The study suggests that evaporation of rivers, rather than rainfall alone, will create new conditions for malaria to thrive.
“By modelling the losses to evaporation and infiltration and redistribution of water over land through rivers, we can most accurately predict where these suitable areas will be in future,” says Mark Smith, the study’s lead author and an associate professor at the School of Geography at the UK-based University of Leeds.
Smith explains that mosquitoes require the presence of surface water bodies to breed.
“We need to know where the future burden of malaria will shift to help distribute often scarce public health resources and target control measures.”
Scientists used daily climate data from 1970 to 2100, looking only at the most extreme warming scenario to project future suitable areas for malaria transmission.
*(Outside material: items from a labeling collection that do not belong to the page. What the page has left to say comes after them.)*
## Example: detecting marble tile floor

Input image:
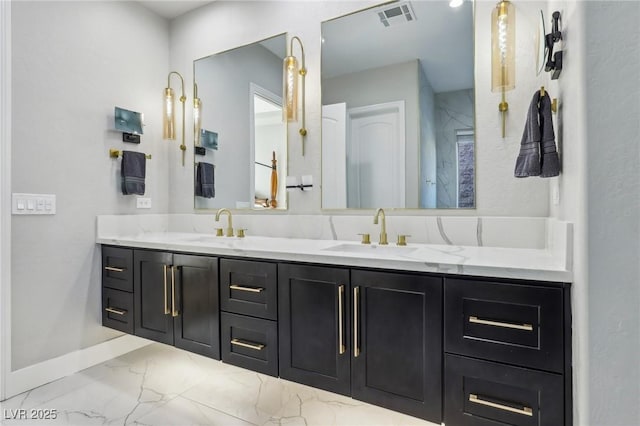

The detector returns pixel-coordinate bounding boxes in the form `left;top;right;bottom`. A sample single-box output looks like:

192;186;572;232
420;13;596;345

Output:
0;343;436;426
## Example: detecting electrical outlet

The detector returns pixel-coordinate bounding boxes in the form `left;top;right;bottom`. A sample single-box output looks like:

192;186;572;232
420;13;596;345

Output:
11;193;56;215
136;198;151;209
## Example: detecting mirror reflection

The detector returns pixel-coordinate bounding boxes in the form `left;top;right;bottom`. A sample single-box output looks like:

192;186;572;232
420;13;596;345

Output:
193;34;287;209
322;0;475;209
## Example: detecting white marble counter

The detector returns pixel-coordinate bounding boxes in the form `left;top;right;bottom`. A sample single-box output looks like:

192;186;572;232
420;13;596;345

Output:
96;227;572;282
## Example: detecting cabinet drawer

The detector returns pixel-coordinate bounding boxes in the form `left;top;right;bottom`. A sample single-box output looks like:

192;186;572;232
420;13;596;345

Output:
102;288;133;334
220;259;278;320
444;354;564;426
220;312;278;376
102;246;133;292
444;279;564;373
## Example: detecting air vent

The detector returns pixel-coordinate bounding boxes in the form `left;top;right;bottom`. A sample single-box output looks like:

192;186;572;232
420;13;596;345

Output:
378;2;416;27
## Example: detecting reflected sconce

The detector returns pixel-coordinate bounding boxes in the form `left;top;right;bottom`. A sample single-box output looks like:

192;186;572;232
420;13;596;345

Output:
162;71;187;166
491;0;516;138
193;83;202;146
282;37;307;156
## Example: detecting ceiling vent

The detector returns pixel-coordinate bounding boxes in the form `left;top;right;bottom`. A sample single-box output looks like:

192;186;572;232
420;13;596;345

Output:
378;2;416;27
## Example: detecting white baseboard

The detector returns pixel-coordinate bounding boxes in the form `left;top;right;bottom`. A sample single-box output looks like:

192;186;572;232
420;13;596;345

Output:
5;334;153;398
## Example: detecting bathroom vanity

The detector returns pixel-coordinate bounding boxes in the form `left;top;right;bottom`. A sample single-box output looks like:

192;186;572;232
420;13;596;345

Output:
98;220;572;426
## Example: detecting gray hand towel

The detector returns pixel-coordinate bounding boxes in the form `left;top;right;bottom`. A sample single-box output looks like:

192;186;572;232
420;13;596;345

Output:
540;93;560;177
514;90;553;177
195;162;216;198
120;151;147;195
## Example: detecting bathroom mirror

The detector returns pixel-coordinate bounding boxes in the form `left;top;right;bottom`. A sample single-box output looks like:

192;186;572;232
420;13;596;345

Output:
193;34;287;210
322;0;475;209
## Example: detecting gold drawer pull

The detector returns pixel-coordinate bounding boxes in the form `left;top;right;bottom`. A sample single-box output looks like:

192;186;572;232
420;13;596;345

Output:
104;307;127;315
469;393;533;417
229;284;264;293
231;339;265;351
469;316;533;331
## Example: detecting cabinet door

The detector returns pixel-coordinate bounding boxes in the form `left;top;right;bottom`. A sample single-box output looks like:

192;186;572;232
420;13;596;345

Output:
351;271;442;423
171;254;220;359
133;250;173;345
278;264;351;395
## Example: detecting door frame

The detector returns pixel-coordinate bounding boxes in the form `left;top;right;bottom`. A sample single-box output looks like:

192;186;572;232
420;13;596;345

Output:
347;101;407;208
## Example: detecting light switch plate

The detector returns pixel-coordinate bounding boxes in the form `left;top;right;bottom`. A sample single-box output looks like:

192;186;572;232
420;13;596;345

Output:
11;192;56;215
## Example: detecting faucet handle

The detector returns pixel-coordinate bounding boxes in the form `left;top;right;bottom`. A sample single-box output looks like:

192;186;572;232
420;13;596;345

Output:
358;234;371;244
396;234;411;246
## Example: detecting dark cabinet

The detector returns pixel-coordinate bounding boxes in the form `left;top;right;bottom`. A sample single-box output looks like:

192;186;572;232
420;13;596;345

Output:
133;250;220;359
278;264;351;395
278;264;442;423
444;278;571;426
351;270;442;423
102;247;134;334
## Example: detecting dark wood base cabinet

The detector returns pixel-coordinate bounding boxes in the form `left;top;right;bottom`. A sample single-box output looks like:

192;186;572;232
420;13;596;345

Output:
102;246;572;426
278;264;442;423
133;250;220;359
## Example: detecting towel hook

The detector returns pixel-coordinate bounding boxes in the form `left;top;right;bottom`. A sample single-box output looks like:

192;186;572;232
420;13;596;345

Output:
540;86;558;112
109;148;151;160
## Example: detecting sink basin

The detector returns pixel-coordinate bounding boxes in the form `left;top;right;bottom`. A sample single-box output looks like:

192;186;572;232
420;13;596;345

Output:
323;244;417;256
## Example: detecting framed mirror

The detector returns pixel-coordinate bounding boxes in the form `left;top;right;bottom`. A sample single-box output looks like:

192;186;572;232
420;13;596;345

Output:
193;34;287;210
322;0;475;209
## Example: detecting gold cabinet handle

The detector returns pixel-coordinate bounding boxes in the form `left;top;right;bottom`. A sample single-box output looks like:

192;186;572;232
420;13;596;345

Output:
353;287;360;358
231;339;265;351
229;284;264;293
171;266;180;317
162;265;171;315
469;393;533;417
104;307;127;315
338;285;347;355
469;316;533;331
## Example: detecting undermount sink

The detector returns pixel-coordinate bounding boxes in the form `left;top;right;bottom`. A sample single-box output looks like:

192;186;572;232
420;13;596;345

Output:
324;244;417;256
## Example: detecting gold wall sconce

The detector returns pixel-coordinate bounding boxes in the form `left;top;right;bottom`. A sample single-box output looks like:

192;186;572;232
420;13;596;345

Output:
282;37;307;156
193;83;202;146
491;0;516;138
162;71;187;167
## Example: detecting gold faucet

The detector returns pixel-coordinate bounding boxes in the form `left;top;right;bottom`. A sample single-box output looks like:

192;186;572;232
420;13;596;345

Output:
373;209;389;246
216;209;233;237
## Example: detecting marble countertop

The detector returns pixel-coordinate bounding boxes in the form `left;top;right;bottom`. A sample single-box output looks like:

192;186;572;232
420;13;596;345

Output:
96;232;572;282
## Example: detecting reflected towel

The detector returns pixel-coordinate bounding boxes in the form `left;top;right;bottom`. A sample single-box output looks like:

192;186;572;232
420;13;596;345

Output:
195;162;216;198
120;151;147;195
514;90;546;177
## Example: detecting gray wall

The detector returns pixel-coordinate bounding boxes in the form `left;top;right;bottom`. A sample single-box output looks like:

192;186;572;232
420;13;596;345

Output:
547;1;640;426
418;66;437;208
322;60;420;208
435;89;474;209
11;1;170;370
194;44;284;208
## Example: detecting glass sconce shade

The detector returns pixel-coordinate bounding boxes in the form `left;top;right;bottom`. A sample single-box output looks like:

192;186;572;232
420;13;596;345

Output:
491;0;516;92
282;56;300;122
162;87;176;140
193;98;202;146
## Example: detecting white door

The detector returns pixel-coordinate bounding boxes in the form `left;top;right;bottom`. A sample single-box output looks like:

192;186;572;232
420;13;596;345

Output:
322;103;347;209
347;101;405;208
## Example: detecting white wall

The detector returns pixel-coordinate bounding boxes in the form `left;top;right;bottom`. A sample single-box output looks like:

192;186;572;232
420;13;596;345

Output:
11;1;169;370
192;41;282;208
549;1;640;426
170;1;549;216
322;60;420;208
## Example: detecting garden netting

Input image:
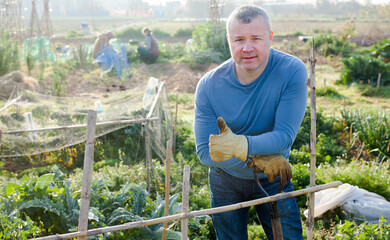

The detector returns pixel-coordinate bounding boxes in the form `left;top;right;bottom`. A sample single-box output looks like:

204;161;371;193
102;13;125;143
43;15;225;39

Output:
0;79;172;159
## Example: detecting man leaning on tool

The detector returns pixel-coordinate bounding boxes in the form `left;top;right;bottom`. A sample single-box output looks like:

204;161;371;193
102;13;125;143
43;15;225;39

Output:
194;5;308;240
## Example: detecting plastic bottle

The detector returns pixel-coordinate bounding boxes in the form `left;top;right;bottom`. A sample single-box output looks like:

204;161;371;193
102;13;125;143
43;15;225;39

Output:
142;77;158;110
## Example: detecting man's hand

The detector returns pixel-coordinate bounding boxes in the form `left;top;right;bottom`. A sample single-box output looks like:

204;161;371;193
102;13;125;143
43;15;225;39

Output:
249;154;292;186
209;117;248;162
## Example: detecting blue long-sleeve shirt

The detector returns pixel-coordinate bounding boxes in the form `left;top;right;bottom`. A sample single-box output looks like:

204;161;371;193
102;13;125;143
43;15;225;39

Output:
194;49;308;179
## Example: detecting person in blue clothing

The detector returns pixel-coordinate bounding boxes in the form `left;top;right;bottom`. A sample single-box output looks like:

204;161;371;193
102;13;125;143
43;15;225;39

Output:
194;5;308;240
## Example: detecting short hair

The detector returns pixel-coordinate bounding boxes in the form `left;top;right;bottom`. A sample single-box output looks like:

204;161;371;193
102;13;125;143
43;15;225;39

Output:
226;4;272;33
141;27;152;33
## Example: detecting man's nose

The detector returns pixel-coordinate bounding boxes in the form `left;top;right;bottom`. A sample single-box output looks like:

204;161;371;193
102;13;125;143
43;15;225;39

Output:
242;41;253;52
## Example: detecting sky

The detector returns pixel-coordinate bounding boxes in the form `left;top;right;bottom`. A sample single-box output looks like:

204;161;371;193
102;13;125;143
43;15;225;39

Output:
143;0;390;5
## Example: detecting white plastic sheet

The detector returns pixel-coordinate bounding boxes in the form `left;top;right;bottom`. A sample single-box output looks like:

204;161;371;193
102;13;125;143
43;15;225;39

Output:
304;183;390;223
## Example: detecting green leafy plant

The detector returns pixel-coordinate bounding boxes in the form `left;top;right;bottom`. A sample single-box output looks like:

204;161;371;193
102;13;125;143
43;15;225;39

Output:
173;28;193;38
316;160;390;200
371;40;390;63
334;217;390;240
0;34;20;76
316;86;342;99
341;109;390;159
336;56;390;86
192;22;230;61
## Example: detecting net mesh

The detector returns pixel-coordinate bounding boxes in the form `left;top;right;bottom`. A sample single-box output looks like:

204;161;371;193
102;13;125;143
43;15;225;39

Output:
0;79;172;159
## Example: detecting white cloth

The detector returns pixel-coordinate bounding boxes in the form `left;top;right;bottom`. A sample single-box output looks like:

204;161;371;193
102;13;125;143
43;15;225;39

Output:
304;183;390;223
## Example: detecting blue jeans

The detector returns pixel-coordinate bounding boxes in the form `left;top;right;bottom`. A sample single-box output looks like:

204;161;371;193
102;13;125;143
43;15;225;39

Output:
209;167;303;240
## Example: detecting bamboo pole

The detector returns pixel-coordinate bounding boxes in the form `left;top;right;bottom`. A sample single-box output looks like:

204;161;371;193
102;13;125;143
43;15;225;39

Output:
142;108;152;192
146;82;165;118
162;140;172;240
78;110;96;240
172;93;179;152
376;73;382;88
4;117;159;134
307;37;317;240
181;165;190;240
30;181;343;240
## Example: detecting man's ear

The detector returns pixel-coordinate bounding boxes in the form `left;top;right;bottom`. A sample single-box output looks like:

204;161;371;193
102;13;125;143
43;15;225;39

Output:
269;32;274;41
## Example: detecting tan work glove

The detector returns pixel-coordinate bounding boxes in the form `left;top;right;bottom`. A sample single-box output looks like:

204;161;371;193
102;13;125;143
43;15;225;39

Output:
209;117;248;162
249;154;292;186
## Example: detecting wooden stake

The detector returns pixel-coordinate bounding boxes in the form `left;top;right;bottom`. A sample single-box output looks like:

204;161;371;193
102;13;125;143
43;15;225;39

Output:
78;110;96;240
142;108;152;193
172;93;179;152
162;140;172;240
307;37;317;240
376;73;382;88
35;181;343;240
181;165;190;240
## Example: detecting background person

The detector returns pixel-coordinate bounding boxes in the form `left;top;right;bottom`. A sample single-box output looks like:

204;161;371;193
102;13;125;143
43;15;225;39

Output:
92;32;114;58
194;5;308;240
137;28;159;63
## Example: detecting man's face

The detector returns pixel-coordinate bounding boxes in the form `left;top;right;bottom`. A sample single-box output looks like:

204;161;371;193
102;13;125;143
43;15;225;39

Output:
227;16;273;75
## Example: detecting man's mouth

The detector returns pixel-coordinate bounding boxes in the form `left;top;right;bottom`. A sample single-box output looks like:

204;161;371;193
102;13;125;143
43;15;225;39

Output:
242;56;256;60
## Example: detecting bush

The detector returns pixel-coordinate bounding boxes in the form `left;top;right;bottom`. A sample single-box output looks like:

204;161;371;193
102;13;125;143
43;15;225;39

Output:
372;40;390;63
341;109;390;159
292;106;338;152
336;56;390;86
355;84;390;98
308;33;354;57
159;43;186;61
173;28;192;38
0;35;20;76
316;86;342;98
115;27;144;41
316;160;390;201
66;30;84;38
192;22;230;61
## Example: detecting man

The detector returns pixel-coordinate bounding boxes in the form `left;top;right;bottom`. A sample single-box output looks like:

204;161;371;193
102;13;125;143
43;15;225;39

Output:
137;27;160;63
194;5;308;240
92;32;114;58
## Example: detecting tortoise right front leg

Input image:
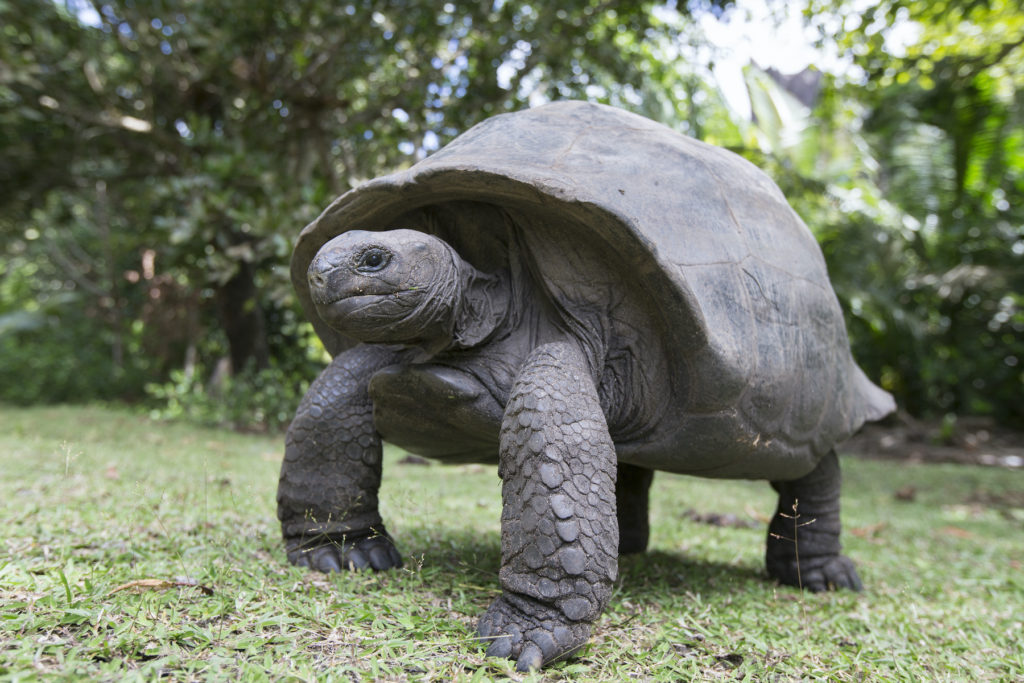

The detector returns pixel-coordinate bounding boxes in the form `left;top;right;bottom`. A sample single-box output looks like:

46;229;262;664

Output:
278;344;401;571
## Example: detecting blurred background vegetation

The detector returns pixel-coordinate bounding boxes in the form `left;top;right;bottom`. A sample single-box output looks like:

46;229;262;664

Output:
0;0;1024;428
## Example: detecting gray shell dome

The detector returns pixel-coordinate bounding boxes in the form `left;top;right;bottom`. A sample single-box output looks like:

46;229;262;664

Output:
292;101;894;466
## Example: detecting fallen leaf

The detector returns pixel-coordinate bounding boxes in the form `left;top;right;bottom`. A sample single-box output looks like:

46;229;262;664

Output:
850;522;889;539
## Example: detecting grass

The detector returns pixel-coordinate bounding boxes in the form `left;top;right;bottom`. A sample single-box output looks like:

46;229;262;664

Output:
0;408;1024;681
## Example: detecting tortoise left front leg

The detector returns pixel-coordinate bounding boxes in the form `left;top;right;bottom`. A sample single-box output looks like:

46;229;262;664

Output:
765;451;861;593
477;342;618;671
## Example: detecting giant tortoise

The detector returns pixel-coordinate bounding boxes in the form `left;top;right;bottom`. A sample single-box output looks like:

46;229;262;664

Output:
278;102;894;670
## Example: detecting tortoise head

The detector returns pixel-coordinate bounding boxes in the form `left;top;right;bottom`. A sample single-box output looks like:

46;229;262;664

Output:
308;229;471;347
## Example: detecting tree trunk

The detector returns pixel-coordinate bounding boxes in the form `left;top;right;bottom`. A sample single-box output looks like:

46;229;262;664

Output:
217;261;270;374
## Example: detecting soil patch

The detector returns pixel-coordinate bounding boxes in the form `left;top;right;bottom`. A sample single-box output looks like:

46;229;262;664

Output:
841;414;1024;469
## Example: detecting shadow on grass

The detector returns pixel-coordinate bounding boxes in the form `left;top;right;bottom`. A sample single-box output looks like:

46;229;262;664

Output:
399;527;773;601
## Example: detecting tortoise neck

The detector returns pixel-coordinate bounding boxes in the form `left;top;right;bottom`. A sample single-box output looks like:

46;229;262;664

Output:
449;258;509;349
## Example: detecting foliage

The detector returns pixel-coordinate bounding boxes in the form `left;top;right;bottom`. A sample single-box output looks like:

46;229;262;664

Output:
809;0;1024;424
0;0;1024;424
0;0;733;421
0;408;1024;681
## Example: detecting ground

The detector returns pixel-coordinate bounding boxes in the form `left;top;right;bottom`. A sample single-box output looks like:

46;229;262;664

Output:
0;407;1024;681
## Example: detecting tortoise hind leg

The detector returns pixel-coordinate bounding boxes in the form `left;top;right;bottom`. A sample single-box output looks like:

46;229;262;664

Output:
615;463;654;555
765;451;861;592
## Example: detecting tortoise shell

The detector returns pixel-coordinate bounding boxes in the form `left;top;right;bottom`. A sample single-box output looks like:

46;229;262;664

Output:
292;101;894;476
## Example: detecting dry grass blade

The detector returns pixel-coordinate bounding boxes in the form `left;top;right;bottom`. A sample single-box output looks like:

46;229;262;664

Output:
106;579;213;596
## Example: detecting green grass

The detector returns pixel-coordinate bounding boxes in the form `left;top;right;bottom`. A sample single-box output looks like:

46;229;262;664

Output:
0;408;1024;681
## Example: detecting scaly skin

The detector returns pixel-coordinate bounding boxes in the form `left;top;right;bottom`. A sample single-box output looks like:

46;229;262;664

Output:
765;451;861;593
477;342;618;671
278;345;401;571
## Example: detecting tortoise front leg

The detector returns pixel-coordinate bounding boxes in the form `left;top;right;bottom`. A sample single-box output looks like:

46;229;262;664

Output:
477;342;618;671
278;344;401;571
765;451;861;593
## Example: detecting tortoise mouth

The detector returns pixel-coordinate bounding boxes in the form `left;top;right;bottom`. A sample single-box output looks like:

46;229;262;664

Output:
315;292;394;322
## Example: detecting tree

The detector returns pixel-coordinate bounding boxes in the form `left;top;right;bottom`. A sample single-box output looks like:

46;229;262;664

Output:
809;0;1024;423
0;0;733;411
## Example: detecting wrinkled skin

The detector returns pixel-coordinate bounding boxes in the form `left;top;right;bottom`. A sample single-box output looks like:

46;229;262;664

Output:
278;230;860;671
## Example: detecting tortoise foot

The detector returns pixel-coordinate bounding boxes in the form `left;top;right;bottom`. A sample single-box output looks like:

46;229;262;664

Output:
286;531;401;573
768;555;863;593
476;594;590;672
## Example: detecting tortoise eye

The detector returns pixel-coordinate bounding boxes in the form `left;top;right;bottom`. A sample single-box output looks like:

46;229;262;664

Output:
355;247;391;272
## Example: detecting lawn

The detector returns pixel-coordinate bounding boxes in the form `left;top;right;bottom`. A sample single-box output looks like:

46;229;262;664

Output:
0;408;1024;681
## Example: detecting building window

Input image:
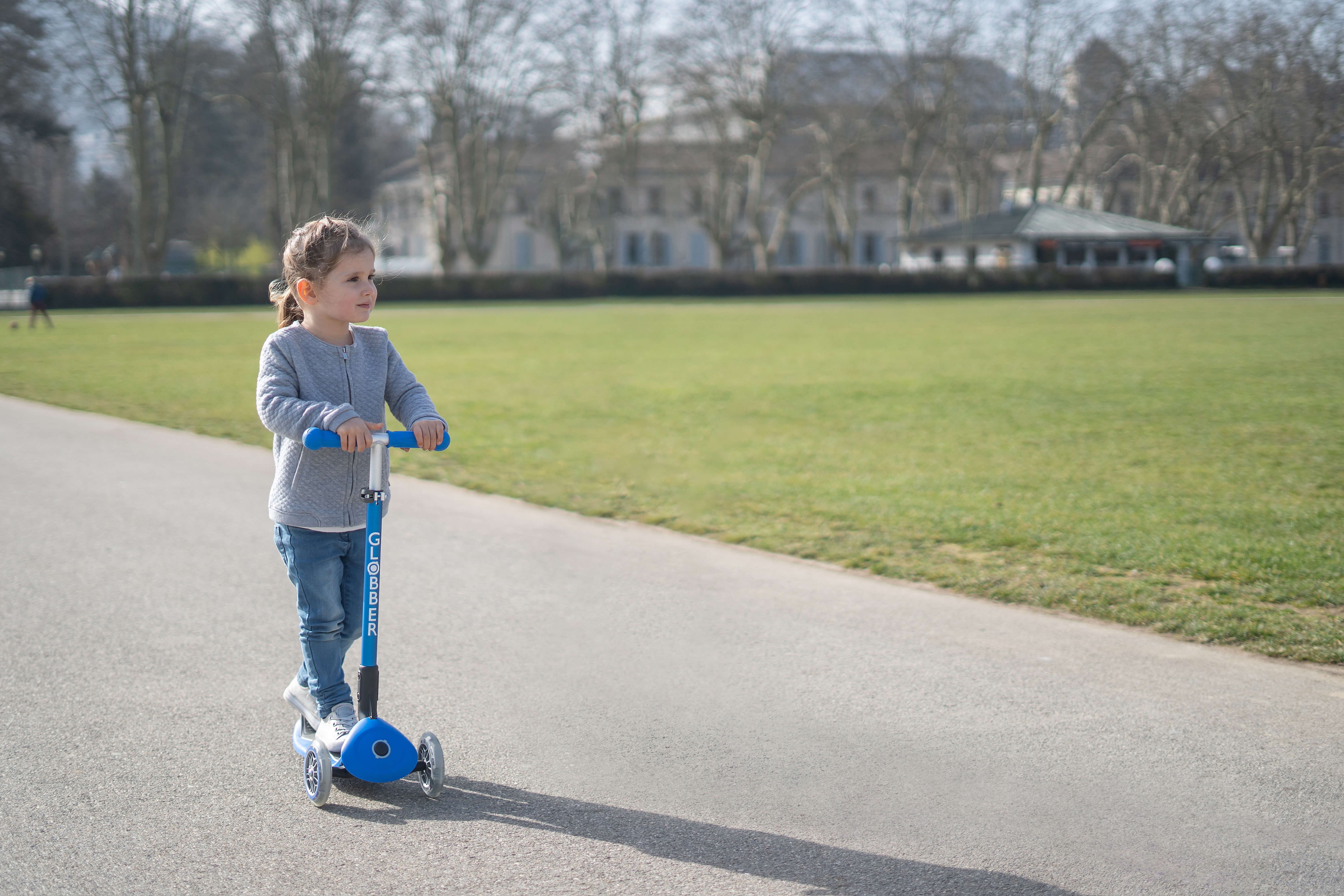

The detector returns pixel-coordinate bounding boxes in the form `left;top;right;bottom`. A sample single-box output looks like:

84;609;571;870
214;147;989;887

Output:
859;234;882;265
513;230;532;270
649;231;672;267
624;234;644;267
863;187;878;215
689;231;710;267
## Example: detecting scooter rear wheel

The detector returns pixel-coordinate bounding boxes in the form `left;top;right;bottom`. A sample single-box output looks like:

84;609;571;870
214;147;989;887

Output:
304;740;332;806
418;731;444;799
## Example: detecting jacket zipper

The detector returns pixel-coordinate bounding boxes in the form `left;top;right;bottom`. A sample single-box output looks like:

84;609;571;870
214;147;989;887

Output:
340;345;358;525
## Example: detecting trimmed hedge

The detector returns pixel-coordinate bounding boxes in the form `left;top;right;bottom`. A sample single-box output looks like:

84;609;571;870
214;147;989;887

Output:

This allowed them to see the changing patterns in comparison with previous methods.
Previous research using rainfall data suggested that drier conditions in Botswana and Mozambique would make the area less suitable for the mosquitoes that carry malaria. But Smith’s hydrological model, which focused on water flows and evaporation from river bodies, found that water availability would remain sufficient to maintain malaria transmission, according to the study published in Nature Communications last month.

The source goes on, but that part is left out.